One type of therapy that is often used in treating anxiety is cognitive behavioral therapy (CBT), which often helps people address and reframe negative thoughts as positive ones, to create more positive emotions and healthier behaviors. Recent research shows that online CBT (iCBT) can treat anxiety disorders just as effectively as in-person therapy. Not only is online CBT as effective as in-office therapy for panic disorder, social anxiety disorder, and generalized anxiety disorder, but online treatment has been found to be cost-effective.
When symptoms of anxiety make it hard to leave home, it can be difficult to make it to a therapist’s office. This is where online therapy can be beneficial. With online therapy through BetterHelp, you can meet with your therapist wherever you have an internet connection, including the comfort of your own home. You can communicate with your therapist via phone, live chat, or videoconference at a time that works for you.
Takeaway
What causes a person to be needy?
Several factors can cause a person to be needy, including low self-esteem, a negative self-image, past traumas, or an anxious attachment style.
Why am I so needy in relationships?
You might feel needy in romantic relationships due to a lack of self-confidence, a fear of being alone, or having an anxious attachment style that makes you seek constant communication and reassurance from your partner.
Can you describe how to not be needy at all?
If you don’t want to be needy, try to reflect on your emotions and behaviors in your relationship.

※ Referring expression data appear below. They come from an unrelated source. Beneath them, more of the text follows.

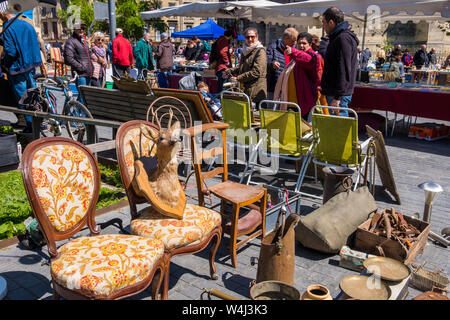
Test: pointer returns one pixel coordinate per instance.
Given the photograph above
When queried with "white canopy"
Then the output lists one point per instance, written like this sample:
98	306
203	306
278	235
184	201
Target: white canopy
226	9
290	13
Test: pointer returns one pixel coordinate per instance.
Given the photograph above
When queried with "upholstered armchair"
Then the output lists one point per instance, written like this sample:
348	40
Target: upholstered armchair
62	182
198	227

Analyze what triggers them, and talk to a therapist to receive guidance on how to overcome neediness.
What are the traits of a needy person?
Traits of a needy person can include clingy behavior in a relationship, a desire for constant communication, difficulty spending alone time, an inability to allow a partner space, and seeking constant emotional support. These traits may be seen in relationships with both same sex and opposite sex partners.
Is being needy toxic?
While everyone has needs in a relationship, excessive needy behavior can become toxic if it stifles romantic partners, erodes healthy boundaries, and results in one partner feeling overwhelmed or trapped.
Is being clingy a red flag?
Being overly clingy can be a red flag in romantic relationships, as it may indicate underlying issues with self-esteem, trust, or an anxious attachment style. It can also strain the dynamic between romantic partners.

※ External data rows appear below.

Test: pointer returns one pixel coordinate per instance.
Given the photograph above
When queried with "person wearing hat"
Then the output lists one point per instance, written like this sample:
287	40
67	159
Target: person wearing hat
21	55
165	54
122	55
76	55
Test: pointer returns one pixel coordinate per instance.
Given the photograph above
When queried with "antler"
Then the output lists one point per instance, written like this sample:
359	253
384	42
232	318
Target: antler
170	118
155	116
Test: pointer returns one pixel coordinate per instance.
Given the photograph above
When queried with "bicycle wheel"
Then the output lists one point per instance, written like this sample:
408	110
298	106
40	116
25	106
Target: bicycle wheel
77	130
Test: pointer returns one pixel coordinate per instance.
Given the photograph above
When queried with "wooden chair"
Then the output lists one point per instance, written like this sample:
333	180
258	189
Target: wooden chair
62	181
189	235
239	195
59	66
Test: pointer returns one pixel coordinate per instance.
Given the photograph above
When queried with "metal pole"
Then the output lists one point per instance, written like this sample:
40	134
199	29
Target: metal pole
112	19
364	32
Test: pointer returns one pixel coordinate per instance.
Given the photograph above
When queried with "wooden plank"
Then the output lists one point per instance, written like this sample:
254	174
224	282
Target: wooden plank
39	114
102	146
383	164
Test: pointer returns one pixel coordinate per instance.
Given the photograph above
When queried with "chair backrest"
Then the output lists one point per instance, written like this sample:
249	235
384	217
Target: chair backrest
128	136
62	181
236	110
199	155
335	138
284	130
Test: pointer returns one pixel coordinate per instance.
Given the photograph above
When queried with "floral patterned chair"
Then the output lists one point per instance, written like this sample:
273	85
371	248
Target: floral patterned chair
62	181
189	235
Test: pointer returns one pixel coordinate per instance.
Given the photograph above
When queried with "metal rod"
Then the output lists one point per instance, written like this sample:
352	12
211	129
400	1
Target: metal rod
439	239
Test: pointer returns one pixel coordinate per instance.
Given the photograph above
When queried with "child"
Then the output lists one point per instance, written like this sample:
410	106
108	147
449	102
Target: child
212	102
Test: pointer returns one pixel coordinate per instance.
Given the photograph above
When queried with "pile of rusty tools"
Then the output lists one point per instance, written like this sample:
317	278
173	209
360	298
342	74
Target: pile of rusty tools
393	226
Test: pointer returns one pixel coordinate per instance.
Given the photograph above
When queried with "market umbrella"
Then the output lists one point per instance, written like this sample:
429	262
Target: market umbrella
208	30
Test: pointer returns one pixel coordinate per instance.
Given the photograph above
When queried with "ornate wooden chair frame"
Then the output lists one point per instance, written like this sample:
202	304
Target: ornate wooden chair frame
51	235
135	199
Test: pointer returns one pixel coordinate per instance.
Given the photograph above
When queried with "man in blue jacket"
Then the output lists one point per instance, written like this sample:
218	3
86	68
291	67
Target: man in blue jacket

How do I become less needy in a relationship?
To become less needy, focus on boosting your self-esteem, establishing healthy boundaries, spending quality alone time to develop self-confidence, and understanding that it’s okay to give your partner space.
Am I too emotionally needy?
If you find yourself seeking constant reassurance, struggling with clingy behaviors, or feeling that your romantic relationship is the sole source of your happiness, you might be overly emotionally needy.
Is being needy controlling?
While not all needy behavior is controlling, some people can use their emotional needs as a way to manipulate or control their partners. This can manifest in guilt-tripping, constantly checking on their partner, or being overly possessive.
How do I overcome my anxious attachment style?
Overcoming desperation for love and your anxious attachment style involves working on self-esteem, recognizing the value of being independent, understanding that being clingy in a relationship isn’t healthy, and seeking emotional support outside of just romantic relationships.
How can I express my feelings without sounding needy?
To express feelings without appearing needy, practice clear and direct communication, avoid constant communication about the same issues, respect your partner’s space and boundaries, and ensure you’re also lending an ear to their feelings and concerns.